Só que esta impõe como condição a expulsão de todos os hereges de Portugal antes da sua chegada, ao que o novo rei acede através do Decreto de 5 de Dezembro de 1496. Contudo, D. Manuel sabia que a expulsão dos judeus implicaria a perda da imensa riqueza, intelectual e financeira que estes encerravam. Procura então adiar e adaptar aos seus interesses o compromisso que fizera com a princesa. Assim, a partir de 1497, dá início a um processo de aliciamento à conversão, concedendo vastos privilégios, chegando mesmo a ordenar campanhas de conversão forçada aos resistentes, que chegavam a ser arrastados até às pias baptismais.


Decreto da conversão geral, por D. Manuel I em 1497.

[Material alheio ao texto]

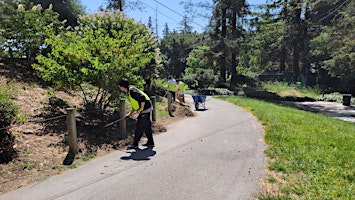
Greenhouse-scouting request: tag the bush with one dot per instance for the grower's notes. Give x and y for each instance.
(8, 110)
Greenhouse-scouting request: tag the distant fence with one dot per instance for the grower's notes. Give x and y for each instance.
(72, 128)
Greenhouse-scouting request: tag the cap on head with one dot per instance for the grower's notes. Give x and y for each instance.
(124, 83)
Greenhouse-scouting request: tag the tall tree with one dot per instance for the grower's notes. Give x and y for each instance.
(166, 30)
(69, 10)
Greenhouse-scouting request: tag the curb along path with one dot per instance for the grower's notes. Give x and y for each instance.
(218, 154)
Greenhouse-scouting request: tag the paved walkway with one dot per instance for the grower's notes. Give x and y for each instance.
(218, 154)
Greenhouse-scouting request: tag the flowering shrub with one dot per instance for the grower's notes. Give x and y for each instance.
(8, 111)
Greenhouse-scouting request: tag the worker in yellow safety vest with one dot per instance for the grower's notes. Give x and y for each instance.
(141, 104)
(181, 88)
(172, 88)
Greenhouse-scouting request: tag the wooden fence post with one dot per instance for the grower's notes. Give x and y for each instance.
(72, 133)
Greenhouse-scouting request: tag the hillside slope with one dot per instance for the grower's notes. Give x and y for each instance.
(41, 142)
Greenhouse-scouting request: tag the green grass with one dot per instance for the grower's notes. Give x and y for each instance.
(285, 89)
(313, 153)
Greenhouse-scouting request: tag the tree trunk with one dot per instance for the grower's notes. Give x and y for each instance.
(233, 69)
(223, 46)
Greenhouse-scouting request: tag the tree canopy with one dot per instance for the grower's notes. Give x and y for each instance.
(102, 49)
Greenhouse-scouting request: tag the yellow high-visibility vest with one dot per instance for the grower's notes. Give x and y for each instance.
(182, 86)
(135, 103)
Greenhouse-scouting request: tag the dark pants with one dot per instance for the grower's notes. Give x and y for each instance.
(144, 125)
(173, 94)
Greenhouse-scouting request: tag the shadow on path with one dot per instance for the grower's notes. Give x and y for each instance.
(140, 154)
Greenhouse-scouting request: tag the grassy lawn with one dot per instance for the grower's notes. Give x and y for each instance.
(311, 156)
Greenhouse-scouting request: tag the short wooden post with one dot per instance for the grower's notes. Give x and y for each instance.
(72, 133)
(154, 113)
(123, 128)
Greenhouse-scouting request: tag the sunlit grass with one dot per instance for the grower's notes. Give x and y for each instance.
(285, 89)
(313, 153)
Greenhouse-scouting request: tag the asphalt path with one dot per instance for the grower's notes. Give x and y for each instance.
(217, 154)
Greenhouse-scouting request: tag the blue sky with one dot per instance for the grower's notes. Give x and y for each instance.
(165, 11)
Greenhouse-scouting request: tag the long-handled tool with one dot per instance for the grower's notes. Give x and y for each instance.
(111, 123)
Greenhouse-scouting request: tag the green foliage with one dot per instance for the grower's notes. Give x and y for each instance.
(312, 153)
(25, 38)
(205, 77)
(8, 111)
(102, 49)
(285, 89)
(176, 48)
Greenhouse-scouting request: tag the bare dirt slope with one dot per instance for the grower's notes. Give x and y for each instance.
(41, 141)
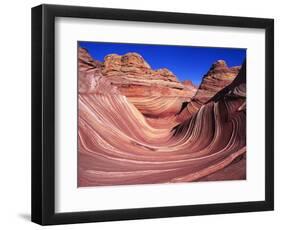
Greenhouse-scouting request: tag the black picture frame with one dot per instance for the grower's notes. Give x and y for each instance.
(43, 114)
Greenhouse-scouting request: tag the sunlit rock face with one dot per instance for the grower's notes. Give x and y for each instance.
(144, 136)
(218, 77)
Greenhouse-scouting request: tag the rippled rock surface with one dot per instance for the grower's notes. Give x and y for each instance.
(145, 135)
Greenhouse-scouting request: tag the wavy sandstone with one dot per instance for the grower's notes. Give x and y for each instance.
(118, 144)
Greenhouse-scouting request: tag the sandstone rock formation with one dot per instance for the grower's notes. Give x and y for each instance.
(156, 93)
(218, 77)
(117, 145)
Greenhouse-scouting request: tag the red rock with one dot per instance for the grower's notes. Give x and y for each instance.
(218, 77)
(146, 88)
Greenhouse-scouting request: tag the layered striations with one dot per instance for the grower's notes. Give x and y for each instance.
(218, 77)
(118, 145)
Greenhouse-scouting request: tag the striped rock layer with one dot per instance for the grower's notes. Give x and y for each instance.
(117, 145)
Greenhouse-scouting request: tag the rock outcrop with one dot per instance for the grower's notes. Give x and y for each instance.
(156, 93)
(117, 146)
(218, 77)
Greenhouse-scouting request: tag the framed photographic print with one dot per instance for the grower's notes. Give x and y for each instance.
(143, 114)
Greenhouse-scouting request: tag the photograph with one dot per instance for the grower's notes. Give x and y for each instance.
(150, 113)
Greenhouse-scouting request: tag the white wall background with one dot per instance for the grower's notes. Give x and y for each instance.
(15, 114)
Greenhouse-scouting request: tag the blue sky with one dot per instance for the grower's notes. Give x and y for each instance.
(186, 62)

Esta situação atingiria o auge em 1506, mais propriamente no dia 19 de Abril. Como anteriormente referido, este ano de terrível seca propiciava e agravava uma peste que espalhava a mortandade pelo reino. A mentalidade da época, fortemente condicionada pelos padrões religiosos de então, buscava no Divino as razões de tais castigos e a sua remissão. Multiplicavam-se as missas e procissões, com centenas de populares, o que fomentava ainda mais o contágio. Num desses ajuntamentos, na Igreja de S. Domingos, junto ao Rossio de Lisboa, tendo alguns clamado ter visto uma chama brilhante saída do crucifixo do altar, logo se tomou a visão por milagre e pronuncio do tão desejado perdão divino. Por azar seu, um judeu convertido lembrou-se de comentar o que, provavelmente, não passaria do reflexo solar no crucifixo, e de sugerir que “era melhor que fosse um milagre de água e não de fogo, pois, com a seca, é de água que precisamos!”. Ora os cristãos, tomando isto por zombaria, caem sobre o pobre, matando-o e queimando-o logo ali, junto à igreja. O seu irmão, que ali veio interceder pelo moribundo, também acabaria de igual sorte. Ficaria conhecido por “Pogrom de Lisboa” ou a “Matança da Pascoela”, os três dias que se seguiram. Tomada pela fúria e logo incitada pelos frades dominicanos, move-se a população por Lisboa fora, em busca de outros judeus, crendo que, matando-os, livraria o reino do pecado da heresia destes falsos cristãos, que mantinham o culto judaico, apesar do baptismo cristão. Ao longo desses dias, e sem que o rei pudesse controlar a populaça em fúria, foram invadidos, pilhados e incendiados os lares judaicos, as suas famílias perseguidas, mulheres violadas, grávidas com fetos arrancados, crianças mortas com requintes de malvadez, etc. Todos mortos, atirados pelas janelas e queimados em fogueiras improvisadas nas ruas. Chegam-nos descrições de judeus e até de portugueses, como o próprio Damião de Góis, da imensa violência, do cheiro intenso a carne humana queimada, dos gritos, das fugas, do ódio daqueles 3 dias. Quando tudo terminava, à falta de gente para matar, contavam-se cerca de 4000 vítimas mortais… e um reino certamente menos redimido.